BHL
Archive
This is a read-only archive of the BHL Staff Wiki as it appeared on Sept 21, 2018. This archive is searchable using the search box on the left, but the search may be limited in the results it can provide.

rotating pages experiment

Smithsonian Libraries noticed that in some books there were tables with lists of scientific binomials that were oriented perpendicular to the page. Some of these tables had names which did not appear elsewhere in the text.

We conducted an experiment to scan those pages as is, then scan them again and rotate the image so it would (hopefully) be OCR'd with the other text. We scanned it as a foldout (many in the one title below were in fact foldouts anyway) but rotated the image before uploading it to IA.

TL;DR version:

It didn't work reliably. Sometimes OCR would try to re-reorient the rotated page (possibly based on detecting the rotated header/pg number data.) Sometimes it would try to OCR the page but it just came out as garbage. On the rare occasion, it would actually OCR the names. It is also possible that part of the problem is the low resolution of the foldout station camera which was used to shoot most of these pages. Many pages were below 300ppi, as low as 150ppi for larger foldouts.

if you have questions about this process, feel free to contact ~~thompsonkeri Keri Thompson at Smithsonian Libraries thompsonk@si.edu


external image n174_w248


Example of a book with searchable scientific names that appear in the rotated shot and nowhere else:

http://www.biodiversitylibrary.org/ia/palaeontol43419611962pala#page/385/mode/1up

Here’s another example of a book in which the OCR worked, though there is some garbling (perhaps due to the low resolution of our foldout camera):

http://www.biodiversitylibrary.org/ia/palaeonto373419941995pala#page/405/mode/1up

Here is another example in which the OCR successfully picked up text, but it is heavily garbled (again, probably due to low resolution), making it highly unlikely that anyone would actually be able to search for and find any scientific names:

http://www.biodiversitylibrary.org/item/196338#page/175/mode/1up

The garbling issue raises questions about whether or not the foldout station camera is adequate for shooting anything with small text.

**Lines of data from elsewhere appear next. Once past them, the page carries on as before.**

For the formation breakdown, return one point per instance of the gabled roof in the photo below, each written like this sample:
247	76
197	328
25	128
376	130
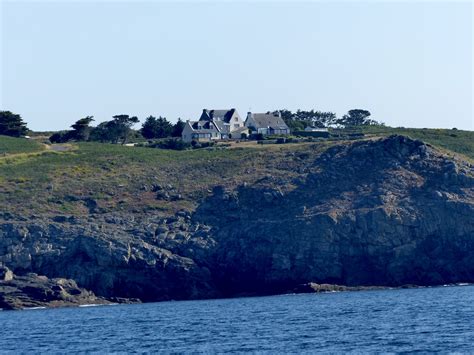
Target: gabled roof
268	120
206	126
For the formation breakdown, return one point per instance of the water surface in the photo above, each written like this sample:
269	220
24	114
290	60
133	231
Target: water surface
427	320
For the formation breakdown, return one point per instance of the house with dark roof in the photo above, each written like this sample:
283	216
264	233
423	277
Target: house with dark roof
214	125
266	123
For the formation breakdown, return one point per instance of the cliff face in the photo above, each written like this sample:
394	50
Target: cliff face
385	212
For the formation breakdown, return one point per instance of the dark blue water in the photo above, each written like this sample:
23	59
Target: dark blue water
428	320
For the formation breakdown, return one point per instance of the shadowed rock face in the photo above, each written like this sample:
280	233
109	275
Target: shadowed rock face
386	212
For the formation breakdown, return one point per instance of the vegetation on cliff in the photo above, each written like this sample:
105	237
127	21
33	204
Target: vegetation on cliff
152	224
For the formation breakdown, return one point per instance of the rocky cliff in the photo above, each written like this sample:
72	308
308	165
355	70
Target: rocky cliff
383	212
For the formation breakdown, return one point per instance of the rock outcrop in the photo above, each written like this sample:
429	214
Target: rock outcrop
386	212
32	290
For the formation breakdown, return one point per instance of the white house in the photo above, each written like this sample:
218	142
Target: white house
214	125
266	123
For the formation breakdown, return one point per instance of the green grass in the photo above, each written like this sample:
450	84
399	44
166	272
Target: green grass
10	145
38	181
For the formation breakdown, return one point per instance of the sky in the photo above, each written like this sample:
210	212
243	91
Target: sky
408	63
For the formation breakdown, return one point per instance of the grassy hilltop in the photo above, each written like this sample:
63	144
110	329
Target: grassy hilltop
74	179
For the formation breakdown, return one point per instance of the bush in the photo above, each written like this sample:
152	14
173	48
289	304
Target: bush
175	144
61	137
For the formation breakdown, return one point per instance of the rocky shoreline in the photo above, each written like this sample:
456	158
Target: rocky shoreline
386	213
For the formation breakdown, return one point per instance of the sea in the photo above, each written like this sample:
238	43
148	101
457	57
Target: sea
427	320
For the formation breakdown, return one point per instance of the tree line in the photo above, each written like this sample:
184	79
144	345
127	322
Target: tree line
119	129
299	120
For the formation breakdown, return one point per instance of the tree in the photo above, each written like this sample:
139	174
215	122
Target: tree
114	131
81	129
356	117
120	127
11	124
156	127
178	128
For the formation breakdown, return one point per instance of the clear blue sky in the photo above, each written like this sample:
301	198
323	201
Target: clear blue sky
410	64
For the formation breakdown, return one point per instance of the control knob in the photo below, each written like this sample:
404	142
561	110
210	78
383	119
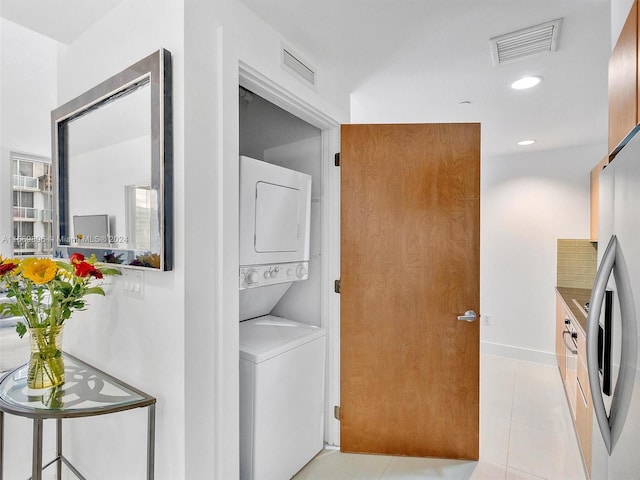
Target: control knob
251	277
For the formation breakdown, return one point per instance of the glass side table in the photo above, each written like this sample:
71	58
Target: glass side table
86	392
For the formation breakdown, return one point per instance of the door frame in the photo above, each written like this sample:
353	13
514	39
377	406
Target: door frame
270	90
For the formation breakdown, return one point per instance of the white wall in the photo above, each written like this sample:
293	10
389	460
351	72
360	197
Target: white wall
27	95
139	341
619	11
529	201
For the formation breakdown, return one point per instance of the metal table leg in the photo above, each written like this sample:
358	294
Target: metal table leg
36	461
151	441
1	444
58	448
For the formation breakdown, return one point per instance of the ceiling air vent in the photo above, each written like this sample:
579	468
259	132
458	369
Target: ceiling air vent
526	43
298	67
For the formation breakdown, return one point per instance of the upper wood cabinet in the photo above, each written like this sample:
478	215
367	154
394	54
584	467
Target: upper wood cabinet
595	198
623	82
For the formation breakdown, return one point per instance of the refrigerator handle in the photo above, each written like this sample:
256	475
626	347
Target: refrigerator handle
611	425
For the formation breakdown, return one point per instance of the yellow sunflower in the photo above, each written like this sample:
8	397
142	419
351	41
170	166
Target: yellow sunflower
39	270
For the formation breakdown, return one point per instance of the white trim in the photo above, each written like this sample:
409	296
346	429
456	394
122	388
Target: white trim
261	85
519	353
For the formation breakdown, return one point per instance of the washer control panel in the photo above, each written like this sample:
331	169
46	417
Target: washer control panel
260	275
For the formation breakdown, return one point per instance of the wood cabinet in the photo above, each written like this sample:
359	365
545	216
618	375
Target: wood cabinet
584	405
595	198
560	348
575	378
623	82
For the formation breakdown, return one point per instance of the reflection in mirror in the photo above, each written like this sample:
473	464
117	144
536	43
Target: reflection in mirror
112	151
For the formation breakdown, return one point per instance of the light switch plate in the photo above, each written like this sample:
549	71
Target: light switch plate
133	283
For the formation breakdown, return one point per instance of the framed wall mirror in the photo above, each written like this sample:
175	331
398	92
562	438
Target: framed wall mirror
113	168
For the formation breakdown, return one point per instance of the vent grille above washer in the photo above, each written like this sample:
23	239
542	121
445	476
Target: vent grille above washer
528	42
298	67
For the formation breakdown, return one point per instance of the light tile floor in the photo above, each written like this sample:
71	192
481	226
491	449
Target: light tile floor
526	433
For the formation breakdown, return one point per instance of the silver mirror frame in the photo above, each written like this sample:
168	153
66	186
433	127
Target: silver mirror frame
154	70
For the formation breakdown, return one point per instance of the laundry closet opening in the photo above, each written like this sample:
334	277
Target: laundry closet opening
271	134
282	345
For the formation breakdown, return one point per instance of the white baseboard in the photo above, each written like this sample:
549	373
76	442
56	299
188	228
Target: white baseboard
518	353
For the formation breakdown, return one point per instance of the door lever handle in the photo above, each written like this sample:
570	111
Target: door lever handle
469	316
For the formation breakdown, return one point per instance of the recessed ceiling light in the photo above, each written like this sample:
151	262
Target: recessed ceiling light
526	82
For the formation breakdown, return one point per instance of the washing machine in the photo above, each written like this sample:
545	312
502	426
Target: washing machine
282	365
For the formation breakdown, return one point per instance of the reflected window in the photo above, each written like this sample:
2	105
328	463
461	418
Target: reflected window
32	205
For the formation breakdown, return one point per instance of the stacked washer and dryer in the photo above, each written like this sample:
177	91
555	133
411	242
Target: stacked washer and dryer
282	361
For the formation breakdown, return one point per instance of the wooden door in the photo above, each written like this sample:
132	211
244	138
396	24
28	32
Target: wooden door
410	215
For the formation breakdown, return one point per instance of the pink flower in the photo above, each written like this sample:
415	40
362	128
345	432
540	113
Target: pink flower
77	258
6	267
84	269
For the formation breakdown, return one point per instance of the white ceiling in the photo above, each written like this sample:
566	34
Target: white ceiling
416	60
62	20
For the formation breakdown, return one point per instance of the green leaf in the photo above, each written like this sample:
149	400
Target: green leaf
96	290
66	266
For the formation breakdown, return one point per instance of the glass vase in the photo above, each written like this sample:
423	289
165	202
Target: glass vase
46	365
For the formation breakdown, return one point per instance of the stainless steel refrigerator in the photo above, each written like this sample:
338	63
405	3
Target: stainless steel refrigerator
612	323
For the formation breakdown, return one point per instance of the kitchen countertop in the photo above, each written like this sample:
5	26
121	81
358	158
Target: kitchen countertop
582	296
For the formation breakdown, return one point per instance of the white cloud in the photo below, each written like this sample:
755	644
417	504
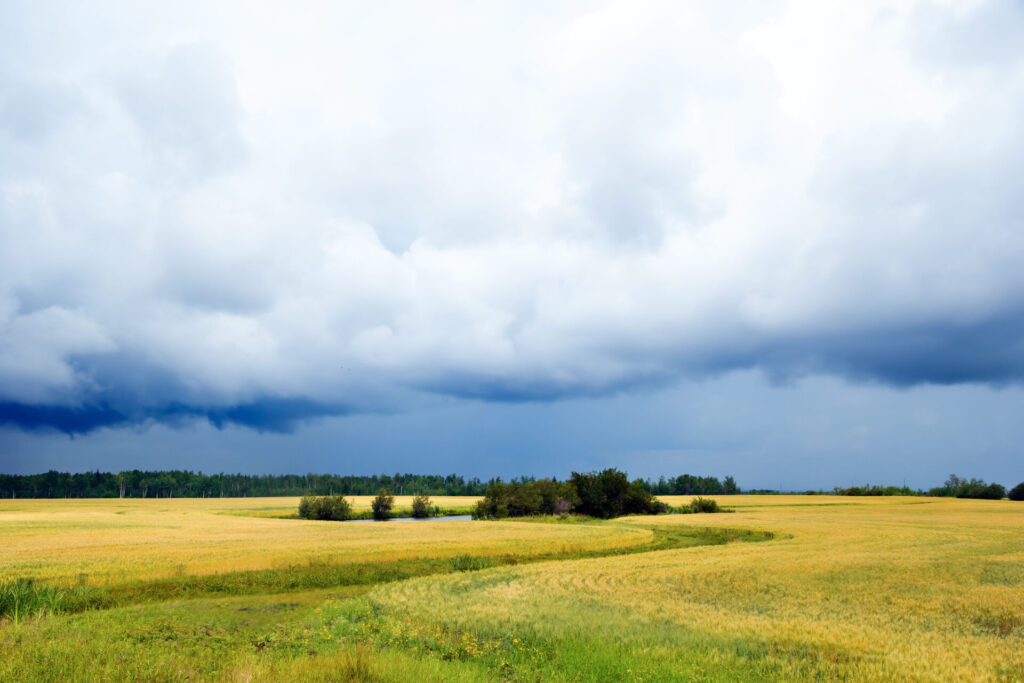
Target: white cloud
339	203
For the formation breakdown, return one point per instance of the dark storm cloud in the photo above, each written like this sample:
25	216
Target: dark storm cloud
266	415
269	219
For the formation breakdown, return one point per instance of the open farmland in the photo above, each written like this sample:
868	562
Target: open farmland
861	589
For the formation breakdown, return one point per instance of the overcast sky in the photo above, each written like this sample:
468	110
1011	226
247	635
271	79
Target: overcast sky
782	241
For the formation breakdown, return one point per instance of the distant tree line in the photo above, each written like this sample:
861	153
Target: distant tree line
606	494
957	487
953	487
687	484
184	483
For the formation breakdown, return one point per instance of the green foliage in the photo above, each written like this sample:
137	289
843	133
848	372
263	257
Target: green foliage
700	504
876	491
688	484
471	562
334	508
24	598
184	483
421	506
955	486
382	504
605	495
608	494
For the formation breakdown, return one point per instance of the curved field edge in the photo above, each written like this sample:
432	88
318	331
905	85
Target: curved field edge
22	599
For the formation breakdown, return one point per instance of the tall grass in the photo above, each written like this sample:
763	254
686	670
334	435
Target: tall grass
23	598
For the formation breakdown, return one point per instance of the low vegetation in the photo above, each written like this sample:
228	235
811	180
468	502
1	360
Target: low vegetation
602	495
852	589
382	505
422	507
957	487
334	508
1017	493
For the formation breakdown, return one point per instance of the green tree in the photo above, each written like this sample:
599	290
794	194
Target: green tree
382	504
421	506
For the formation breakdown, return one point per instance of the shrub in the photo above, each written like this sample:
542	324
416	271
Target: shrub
471	563
334	508
969	488
421	506
700	504
382	504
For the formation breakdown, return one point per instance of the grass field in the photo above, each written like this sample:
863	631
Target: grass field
855	589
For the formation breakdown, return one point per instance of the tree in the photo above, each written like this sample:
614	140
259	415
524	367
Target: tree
421	506
382	504
1017	493
334	508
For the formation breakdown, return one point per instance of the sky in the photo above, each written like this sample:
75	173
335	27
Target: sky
778	241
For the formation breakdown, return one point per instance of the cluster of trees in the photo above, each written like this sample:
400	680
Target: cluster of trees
184	483
955	486
334	508
606	494
337	508
877	491
687	484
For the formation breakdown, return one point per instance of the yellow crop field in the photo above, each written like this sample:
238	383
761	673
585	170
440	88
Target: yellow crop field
117	541
872	589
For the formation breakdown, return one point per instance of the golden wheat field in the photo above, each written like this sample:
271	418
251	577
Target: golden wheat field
116	541
871	589
875	589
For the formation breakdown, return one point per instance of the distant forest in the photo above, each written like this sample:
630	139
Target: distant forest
183	483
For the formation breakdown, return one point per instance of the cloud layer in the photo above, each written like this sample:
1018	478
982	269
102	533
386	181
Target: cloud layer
263	217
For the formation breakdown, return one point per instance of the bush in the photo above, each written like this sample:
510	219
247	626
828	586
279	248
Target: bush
969	488
382	504
605	495
334	508
700	504
421	506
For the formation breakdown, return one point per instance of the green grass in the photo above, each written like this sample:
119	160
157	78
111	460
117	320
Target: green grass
24	598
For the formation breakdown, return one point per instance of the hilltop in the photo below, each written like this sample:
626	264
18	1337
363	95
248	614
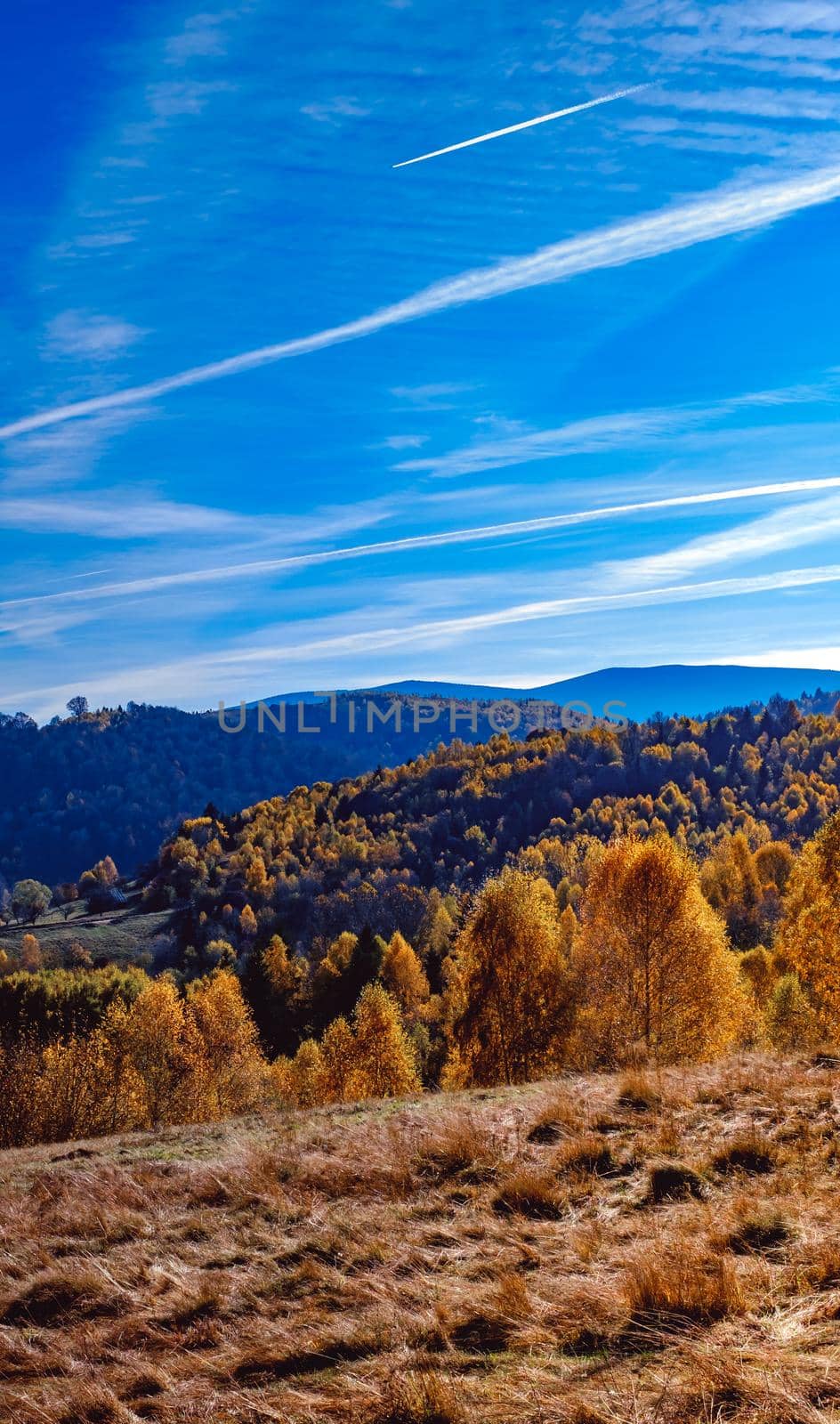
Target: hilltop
654	1248
682	690
118	781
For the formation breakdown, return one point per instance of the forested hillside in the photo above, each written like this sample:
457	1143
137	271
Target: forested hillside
481	915
370	852
120	781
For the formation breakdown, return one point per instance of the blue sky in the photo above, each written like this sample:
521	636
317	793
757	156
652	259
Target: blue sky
260	389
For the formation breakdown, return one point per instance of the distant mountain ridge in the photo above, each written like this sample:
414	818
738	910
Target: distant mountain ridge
671	688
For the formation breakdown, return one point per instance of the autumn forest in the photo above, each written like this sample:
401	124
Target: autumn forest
484	915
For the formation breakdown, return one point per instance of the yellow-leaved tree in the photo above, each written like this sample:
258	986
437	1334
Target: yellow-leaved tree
655	967
403	977
336	1061
166	1056
384	1061
510	990
809	934
234	1068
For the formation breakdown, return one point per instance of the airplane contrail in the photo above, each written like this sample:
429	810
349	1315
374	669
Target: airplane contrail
543	524
669	230
529	123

Here is a comparison in image quality between a page shot at the scribe:

http://home.archive.org/bookview.php?identifier=palaeontology41561998pala&mode=book&leaf=0466

and the same page shot at the foldout station:

http://home.archive.org/bookview.php?identifier=palaeontology41561998pala&mode=book&leaf=0464

Here is another example of blurriness, this one unrelated to the “rotated tables” issue. This is a normal foldout that was shot according to normal foldout procedure. However, the text is so blurry that it is entirely unreadable, rendering the foldout image useless:

http://home.archive.org/bookview.php?identifier=palaeontol53419621963pala&mode=book&leaf=0179

In addition to these resolution/camera quality problems, there were some more perplexing OCR problems. I found several examples in which the OCR gave us nothing, not even gibberish. Whether or not this problem is related to the resolution/camera quality issue is up for debate.

In the following image, the table text does not seem to be significantly blurred, but the OCR is still unable to pick up anything but “Septal Spacing (per 5 mm)” from above the chart (and, mysteriously, “PALAEONTOLOGY, VOLUME 41”, which only appears sideways in this image. This is a recurring issue and one of the most confusing parts about this. It calls into question my very understanding of how OCR works).

http://www.biodiversitylibrary.org/ia/palaeontology41561998pala#page/464/mode/1up

In this instance, too, the table text doesn’t seem to be too small or blurry, but still OCR gives us nothing (and again, the sideways text is bafflingly present):

http://www.biodiversitylibrary.org/item/197382#page/88/mode/1up

Here is an example in which scientific names were picked up by OCR, but ONLY in the sideways version of the page:
http://www.biodiversitylibrary.org/ia/palaeontology41131998pala#page/390/mode/1up

The rotated version of the page gives us nothing:

http://www.biodiversitylibrary.org/ia/palaeontology41131998pala#page/393/mode/1up

In conclusion: I would recommend that we cease shooting any rotated images for the sake of OCR. The process is too unreliable. The second issue raised is whether or not our foldout station camera is of sufficient quality for even our normal foldout workflow. I would like to get a camera that is of comparable quality to the scribe cameras. If that is not possible, I would recommend that we change our standards for what warrants sending a foldout to Pennsy to be shot, especially when small text is involved.